Talbot and Angelou Economics told us REPEATEDLY we just needed a Business Park (2000 through 2003) – then we’d have street cred since you couldn’t go to potential businesses empty-handed. AND, you could only apply for free Economic Development grant money from the state once you had a viable tenant (just like today).

“We are turning them away because we have no land!”, was the line they used.

“An economic study in 2001, [Neal] Leavell said, concluded a business park was the main item Lampasas needed to attract development.” – Oct 23, 2015

So the plan was always this: buy the land, use it to lure a business, then use that now-solid prospective tenant to get the EDA grant. They even paid Langford & Associates (remember them?) $1,500 in June of 2004 to do a “pre-application’ for an EDA grant!

So, the LEDC chumps bought the land ($1.1 million at 7% interest for 15 years) like Angelou said, and waited. And waited. And waited some more…

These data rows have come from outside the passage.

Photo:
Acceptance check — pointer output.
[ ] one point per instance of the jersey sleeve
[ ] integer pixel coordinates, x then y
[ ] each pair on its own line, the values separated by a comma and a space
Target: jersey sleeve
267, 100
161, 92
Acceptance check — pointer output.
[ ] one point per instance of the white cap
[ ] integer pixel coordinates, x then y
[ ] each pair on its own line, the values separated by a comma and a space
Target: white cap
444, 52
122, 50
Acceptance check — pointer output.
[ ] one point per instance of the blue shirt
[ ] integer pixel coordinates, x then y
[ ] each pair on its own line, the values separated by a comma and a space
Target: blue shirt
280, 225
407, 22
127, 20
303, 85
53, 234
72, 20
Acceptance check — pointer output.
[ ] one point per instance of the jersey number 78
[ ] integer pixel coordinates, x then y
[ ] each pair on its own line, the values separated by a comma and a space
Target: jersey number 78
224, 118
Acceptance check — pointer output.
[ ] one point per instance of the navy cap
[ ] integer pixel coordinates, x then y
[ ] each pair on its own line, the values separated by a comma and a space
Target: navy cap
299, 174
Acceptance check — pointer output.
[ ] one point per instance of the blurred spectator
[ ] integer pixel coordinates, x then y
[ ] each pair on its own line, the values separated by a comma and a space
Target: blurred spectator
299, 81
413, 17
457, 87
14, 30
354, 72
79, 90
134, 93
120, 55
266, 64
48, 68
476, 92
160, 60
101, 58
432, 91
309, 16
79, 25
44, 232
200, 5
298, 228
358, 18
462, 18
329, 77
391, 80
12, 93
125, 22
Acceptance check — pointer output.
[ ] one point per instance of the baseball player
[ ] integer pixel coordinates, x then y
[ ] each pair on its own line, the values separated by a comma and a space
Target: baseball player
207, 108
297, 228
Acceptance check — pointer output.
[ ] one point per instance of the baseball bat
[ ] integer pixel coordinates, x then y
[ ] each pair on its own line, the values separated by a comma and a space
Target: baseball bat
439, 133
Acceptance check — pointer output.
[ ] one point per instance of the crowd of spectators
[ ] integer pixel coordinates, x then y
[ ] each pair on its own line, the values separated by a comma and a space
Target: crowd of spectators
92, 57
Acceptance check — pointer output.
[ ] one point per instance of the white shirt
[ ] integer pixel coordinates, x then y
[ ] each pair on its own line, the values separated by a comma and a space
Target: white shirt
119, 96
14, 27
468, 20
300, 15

For 10 years they waited and not a SINGLE BUSINESS had any interest in moving into the “business complex”. That should have ended it right there. Talbot was wrong. The high-priced consultant Angelou Economics was wrong. Craig Benton and Judith Hetherly were wrong. All of them were wrong.

But that didn’t stop it! After 10 years, they told us “we need to run utilities into the park! THEN the businesses will flock here.

“We are turning them away because we don’t have utilities!”, was the new story.

So, in 2014, the Toups Administration set about wasting another $1.345 million (actually, $1.929 million after interest payments) to bring water, sewer and power to the “business complex” and then they waited. And waited. And waited some more.

They told us tall tales that business would be there any minute!

“Advocates of utility extensions have said entities compete vigorously for new jobs and that cities with ready-to-build sites have an advantage as they try to attract new businesses.” – August 8, 2014

“The incumbent said the city acquired the business park property several years ago but has lacked the infrastructure needed at the site. Soon, she said, the business park will be developed enough to be inviting to businesses. [Then-council-member Wanda Bierschwale] – April 10, 2015

“Grayson said he hopes to develop the business park and attract companies to the site.” [Then-mayor Grayson running for re-election] – April 3, 2015

For another seven long years they waited. They kept trying to convince themselves the entire time that success was just around the corner:

“Ms. Toups said she wants to continue to provide infrastructure to develop the business park — Ms. Toups said through the Lampasas Economic Development Corp.’s hard work, “we are on the verge of seeing large corporations come in [to the business park].” – April 21, 2017

But no businesses came.

But again, that wasn’t the end of it.

They came back to council in 2021 and assured them that they just needed another $1.9 million – later upped to $2.75 million – to build a couple roads and extend the utilities even FURTHER into the park and to concentrate on a 50-acre area of the 150-acre weed patch.

Misti even managed to grab $971,000 that fell into the City’s lap through the Covid Recovery Act bullshit federal giveaway. That was $971,000 the City could have spent on a lot of things. Instead it will be incinerated with the other millions on the weed patch. Misti facilitated this pilfering by telling that handy and time-proven lie about “we’ve had several economic inquiries in the last few weeks”….

So will the third time be a charm? Don’t bet on it.